When concerns regarding the safety of remimazolam in pediatric use were raised, a study conducted by Fang et al demonstrated that remimazolam exhibited good tolerability for inducing and maintaining general anesthesia in preschool-age children. It was also found to be non-inferior to propofol, with a lower incidence of adverse effects.10 Similar to prior findings, no other severe adverse events were observed in the current study, which reinforces the safety of remimazolam infusion in pediatric patients. However, caution should be paid when large doses are used in specific population.31

This study has several limitations. First, while this study determined the ED90 of remimazolam for preventing ED in preschool age children undergoing adenoidectomy or adenotonsillectomy, it was unable to account for potential confounding effects from other variables that might influence the results. Therefore, further studies are warranted to address various scenarios in clinical practice. Second, variations in anesthesia management protocols, particularly in postoperative pain management, might influence the ED90 results of remimazolam for preventing ED, thereby limiting the generalizability of these findings. Third, despite the integration of the FLACC score and the utilization of the PAED assessment scale for diagnosing delirium—both evaluated by a trained professional physician—the scoring system remains inherently subjective. Consequently, clearly differentiating between delirium and postoperative pain in the PACU poses a significant challenge, which may subsequently affect the results despite measures taken, such as pain management strictly adhering to the study protocol and the ED being reassessed via PAED assessment scale 5 minutes after a FLACC score of ≥4. Fourth, it should be noted that our study enrolled pediatric patients without specifically considering factors such as sex, surgical duration or preoperative anxiety, which may influence ED incidence and dose-response relationships. Further studies investigating the impact of these variables on the dose requirements of remimazolam for preventing ED may be warranted. Finally, the 95% CI of the ED90 lies outside the range of doses examined in this study, and therefore, this value was not directly observed. As a result, clinical application of this dose should be approached with caution. Further studies focusing on relatively higher doses in this area are warranted.

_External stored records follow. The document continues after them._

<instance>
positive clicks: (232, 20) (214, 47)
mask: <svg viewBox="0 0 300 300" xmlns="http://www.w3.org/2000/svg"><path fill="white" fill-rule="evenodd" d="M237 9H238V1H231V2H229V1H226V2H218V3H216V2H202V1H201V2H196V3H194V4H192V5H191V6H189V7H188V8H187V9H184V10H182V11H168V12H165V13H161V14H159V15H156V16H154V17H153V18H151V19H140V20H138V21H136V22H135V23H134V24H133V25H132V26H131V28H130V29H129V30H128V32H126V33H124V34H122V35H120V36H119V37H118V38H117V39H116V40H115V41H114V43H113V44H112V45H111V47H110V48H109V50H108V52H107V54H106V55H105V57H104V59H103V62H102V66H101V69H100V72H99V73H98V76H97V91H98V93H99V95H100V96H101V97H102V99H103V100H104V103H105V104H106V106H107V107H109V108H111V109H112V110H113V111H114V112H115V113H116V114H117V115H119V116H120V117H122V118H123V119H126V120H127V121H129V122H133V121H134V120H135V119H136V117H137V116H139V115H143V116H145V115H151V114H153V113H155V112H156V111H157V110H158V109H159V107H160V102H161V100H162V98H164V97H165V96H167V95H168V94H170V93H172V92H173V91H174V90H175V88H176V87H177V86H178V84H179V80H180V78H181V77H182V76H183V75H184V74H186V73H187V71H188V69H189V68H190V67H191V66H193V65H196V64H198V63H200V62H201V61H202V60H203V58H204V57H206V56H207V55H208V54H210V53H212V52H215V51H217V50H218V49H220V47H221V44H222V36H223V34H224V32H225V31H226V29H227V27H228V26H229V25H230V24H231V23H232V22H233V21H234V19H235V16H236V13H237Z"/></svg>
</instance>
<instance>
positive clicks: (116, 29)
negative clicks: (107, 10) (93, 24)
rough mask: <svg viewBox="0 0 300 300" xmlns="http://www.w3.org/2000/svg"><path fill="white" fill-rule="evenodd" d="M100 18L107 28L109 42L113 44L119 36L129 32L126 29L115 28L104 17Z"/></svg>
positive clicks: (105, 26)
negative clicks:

In preschool age children undergoing adenoidectomy or adenotonsillectomy under general anesthesia with sevoflurane, the ED90 of remimazolam for preventing emergence delirium during intraoperative continuous infusion was 1.08 mg/kg/h (1.03–1.97 mg/kg/h). However, cautions should be paid as the 95% CI of the ED90 lies outside the range of doses examined in this study.

Abbreviations

ED, emergence delirium; ASA, American Society of Anesthesiologists; PACU, post-anesthesia care unit; BMI, Body mass index; BIS, Bispectral index; PONV, postoperative nausea and vomiting.

Data Sharing Statement

The datasets generated during and/or analyzed during the current study are not publicly available due to the privacy policy but are available from the corresponding authors on reasonable requests.

Acknowledgment

The authors sincerely express their gratitude to the colleagues and faculty members from the Department of Anesthesiology, Affiliated Women and Children’s Hospital of Ningbo University, Ningbo, China, for their valuable contributions and support throughout the study.

Author Contributions

All authors made a significant contribution to the work reported, whether that is in the conception, study design, execution, acquisition of data, analysis and interpretation, or in all these areas; took part in drafting, revising or critically reviewing the article; gave final approval of the version to be published; have agreed on the journal to which the article has been submitted; and agree to be accountable for all aspects of the work.

Funding

There is no funding to report.

Disclosure

The authors declare that they have no competing interests.